Valère Billen

Personal information
- Date of birth: 23 November 1952 (age 73)
- Place of birth: Belgium

Managerial career
- Years: Team
- 2005–2006: Újpest (assistant)
- 2006: Újpest
- 2007: Sint-Truiden
- 2008–2009: Dessel
- 2009–2011: Beerschot A.C. (youth)
- 2011–2012: KVK Tienen
- 2012–2013: Swaziland
- 2012: Swaziland U20
- 2014–2016: KFC Duffel
- 2016: KVK Tienen

= Valère Billen =

Belgian football coach

Valère Billen (born 23 November 1952) is a Belgian football coach. He has coached in Ivory Coast where he managed Satellite FC Abidjan.

==Coaching career==

===Swaziland national team===
Appointed Swaziland head coach in 2012 on a one-year contract, Billen was bought a new car by the National Football Association of Swaziland as a mode of conveyance was one of the rules his contract embodied.
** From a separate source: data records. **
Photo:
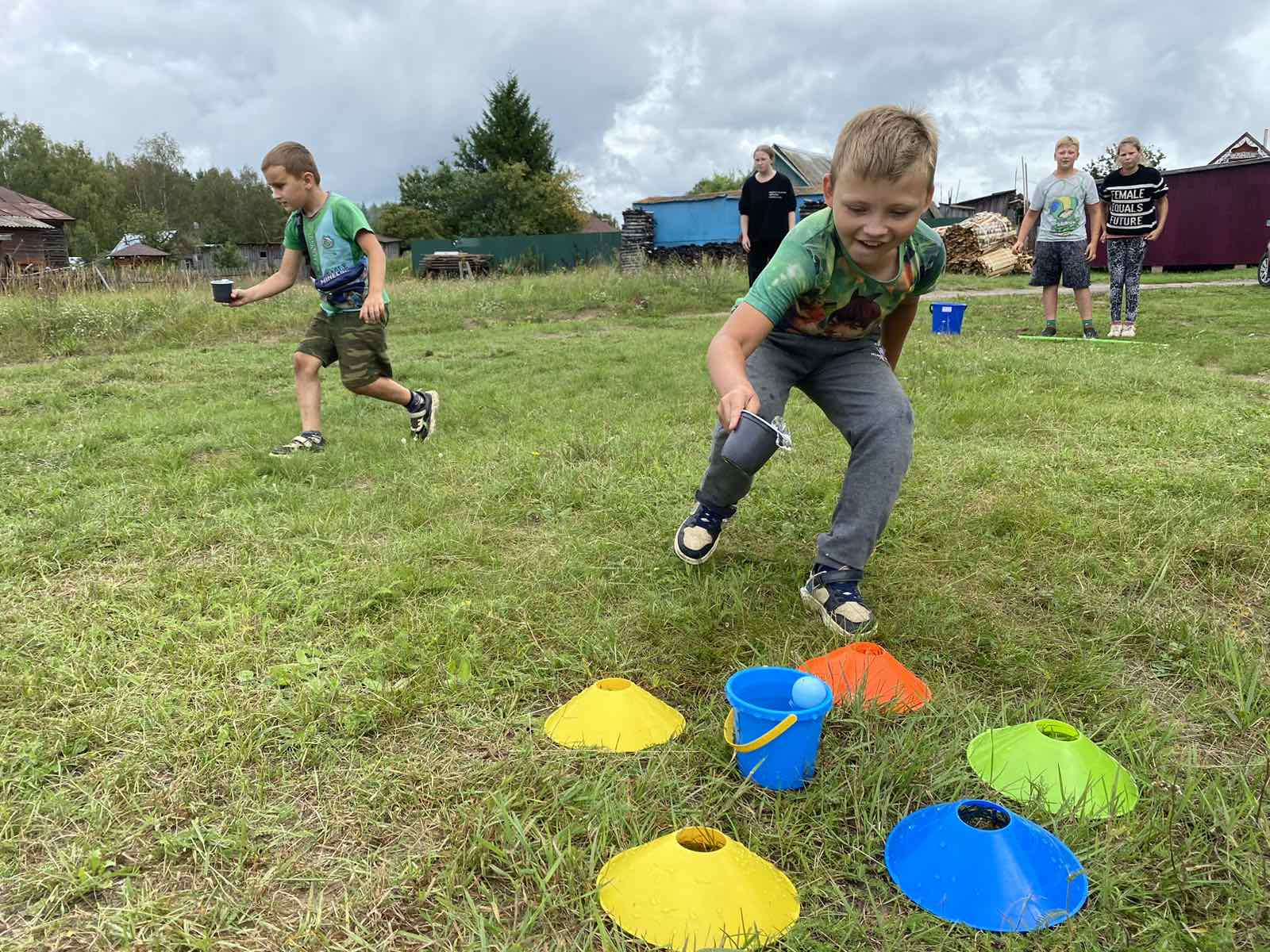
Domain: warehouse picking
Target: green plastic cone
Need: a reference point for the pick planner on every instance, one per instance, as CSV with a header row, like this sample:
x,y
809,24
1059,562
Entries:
x,y
1056,763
With a monthly salary of 100000 Swaziland lilangenis, and the Swaziland Football Association spending 40000 on his rent, the Belgian's first match was a friendly against Lesotho in October, losing 2–1. Two days later, he helped them achieve a 1–0 victory over Lesotho again. Praising his players for their efforts that game, his charges held Lesotho to a 0–0 stalemate in their third and final friendly in preparation for the 2014 African Nations Championship qualifying two-legged round opposing Angola, losing 1–0 both legs. That same month, the former footballer stated that his desire was to work with local coaches and predicted a rise in the FIFA World Rankings, claiming that they would improve dramatically over time. In 2013, he went with the national selection to participate in the 2013 COSAFA Cup, not having a presentiment of failure and predicting that they would overcome all seemingly insuperable obstacles and deliver a good showing in the tournament; however, despite a draw with Botswana in their opener, the Sihlangu never progressed past the group stage, losing 2–0 twice to Kenya and Lesotho with Billen reconsidering his job as coach. Being thrashed 10–0 by Egypt in a friendly worsened the trainer's position, with fans requesting for his immediate dismissal as they were not expecting such a scoreline; but, despite fan pressure, the National Football Association of Swaziland still did not sack Billen until November 2013, with local Harris Bulunga taking up the interim post. The reason they gave for his firing was that he was in Belgium too often and spent more time there rather than helping the Swaziland Football Association.

The coach temporarily returned to Belgium to care for his mother, who was ill.

One year succeeding his appointment, Billen criticized his Swazi coaching colleagues, saying that they never allowed him to share his ideas.